2.4. FM secretome analysis

Analysis of FM culture supernatants was performed by ELISA for the following inflammatory factors: IL-1β, IL-8, and IL-18 (R&D Systems). Measurement of uric acid release was performed using a colorimetric uric acid assay kit (Sigma-Aldrich). Lactate dehydrogenase release as a marker of cell death was measured on FM culture supernatants using CyQuant LDH cytotoxicity assay (Thermo Fisher Scientific, Waltham, MA).

2.5. Western blot analysis

Total protein lysates from FM explants were collected by tissue homogenization using a beadbug microtube homogenizer with microtubes pre-filled with high impact zirconium beads (Benchmark Scientific; Sayreville, NJ). Western blot analysis was performed as previously described (Tong et al. 2021). Membranes were probed with either the anti-human total GSDMD mouse monoclonal antibody (mAb) (64-Y) (1:1000, sc81868; Santa Cruz Biotechnology, Inc, Dallas, TX) or the anti-human cleaved GSDMD (Asp275) rabbit mAb (1:500, E7H9G; Cell Signaling Technology, Danvers, MA). β-Actin was used as a loading control (1:5000, Sigma-Aldrich). Chemiluminescence was detected and images collected using an Amersham Imager 680 (General Electric, Boston, MA), and semiquantitative densitometry was performed using Image Studio Lite (LI-COR, Lincoln, NE).

2.6. Statistical analysis

All FM experiments were performed at least 3 times. Data is reported as mean +/− SEM. Statistical significance was set at p<0.05. Analysis was performed using Prism software (Graphpad, Inc., La Jolla, CA) For normally distributed data, significance was determined using either ANOVA with Dunnett’s multiple comparison test or a paired t-test. For data not normally distributed, significance was determined using either the Friedman test or the Kruskal-Wallis test with Dunn’s multiple comparisons test or a paired Wilcoxon matched-pairs signed rank test.

3. Results

3.1. FM production of inflammatory factors in response to bacterial components is generated predominantly by the chorion.

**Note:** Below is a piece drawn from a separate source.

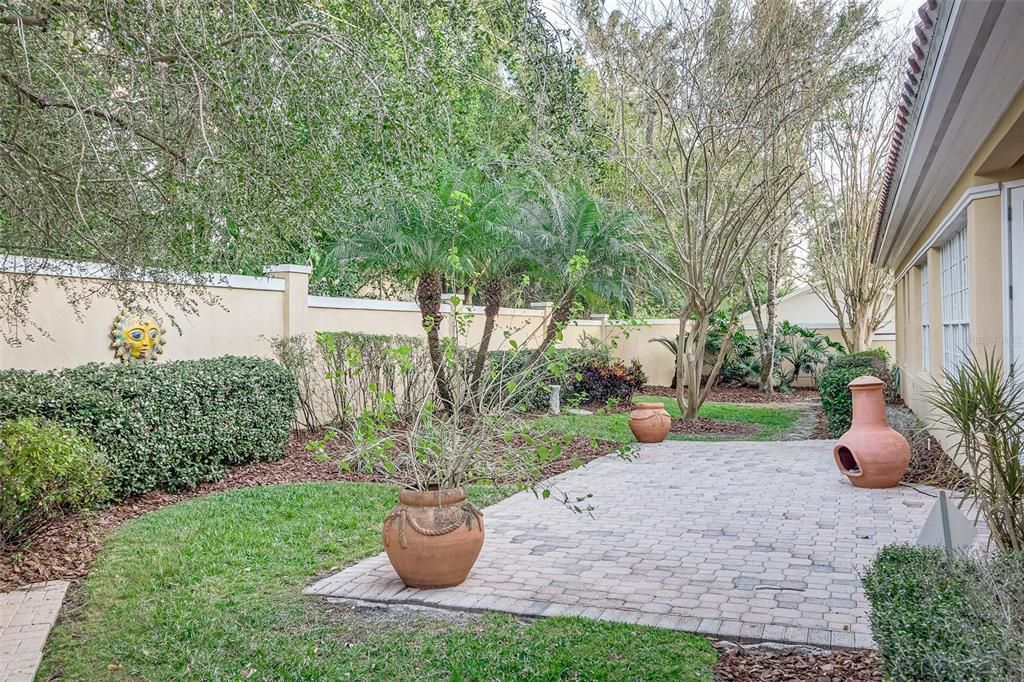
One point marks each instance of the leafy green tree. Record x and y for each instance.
(185, 137)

First, the inflammatory response of FMs to the bacterial components LPS, PGN, flagellin, iE-DAP and MDP which active TLR4, TLR2, TLR5, Nod1, and Nod2, respectively was analyzed. We focused on inflammatory IL-1β and IL-18 since IL-1β is associated with tissue injury (Dinarello 1997), and preterm birth (Christiaens et al. 2008, Kemp et al., Adams Waldorf et al. 2011), and both are mediated by the inflammasome. Since chorioamnionitis is characterized by a neutrophil infiltrate, we also evaluated the neutrophil chemoattractant IL-8 (Kobayashi 2008). Bacterial LPS, PGN, and MDP significantly increased intact human FM explant secretion of IL-1β by 18.3±7.0-fold; 84.4±41.0-fold; and 29.3±14.2-fold, respectively when compared to the untreated control (Figure 1A; i). Similarly, FM IL-8 secretion significantly increased 3.7±0.6-fold; 3.6±0.6-fold; and 2.7±0.6-fold in response to LPS, PGN, and MDP, respectively, when compared to the untreated control (Figure 1A; ii). Intact FM IL-18 secretion significantly increased 8.4±1.6-fold in response to LPS, and 15.0±6.6-fold in response to PGN when compared to the untreated control. While not significant, intact FM IL-18 secretion in response to MDP increased 15.1±8.4-fold (Figure 1A; iii). Flagellin only significantly increased FM IL-8 secretion by 2.1±0.4-fold, while iE-DAP had no significant effect on FM secretion of IL-1β, IL-8 or IL-18 (Figure 1A).

Figure 1. FM production of inflammatory factors in response to bacterial components is generated predominantly by the chorion.

Figure 1.

(A) Intact human FM explants or (B) FM explants separated into the chorion and amnion compartments from 8–10 patients were untreated or treated with either LPS; PGN; Flagellin; iE-DAP; or MDP. After 24hr, cell-free culture supernatants were collected and measured for i) IL-1β (n=8–10); ii) IL-8 (n=8); and iii) IL-18 (n=8–10). *p<0.05 vs the untreated control unless indicated otherwise.

To determine which FM compartment was responsible for generating the inflammatory cytokine response after exposure to theses bacterial components, isolated chorion and amnion tissues were treated separately, and the supernatants evaluated. IL-1β secretion was significantly increased in supernatants from isolated chorion in response to LPS, PGN, and MDP when compared to the untreated control, and the chorion secreted significantly more IL-1β under all bacterial component conditions when compared to the amnion. There was no significant change in levels of IL-1β secreted by the amnion in response to any of the bacterial components when compared to the untreated control (Figure 1B; i). IL-8 secretion was significantly increased in supernatants from the isolated chorion in response to LPS, PGN, and MDP. The amnion also secreted significantly more IL-8 in response to LPS and PGN when compared to the untreated control. However, again, the chorion secreted significantly more IL-8 under all conditions when compared to the amnion (Figure 1B; ii). While there was no significant difference in the levels of secreted IL-18 by the separated chorion or amnion under all conditions, with the exception of the control, the chorion appeared to be the major source in the presence of the bacterial components LPS, PGN, iE-DAP and MDP (Figure 1B; iii).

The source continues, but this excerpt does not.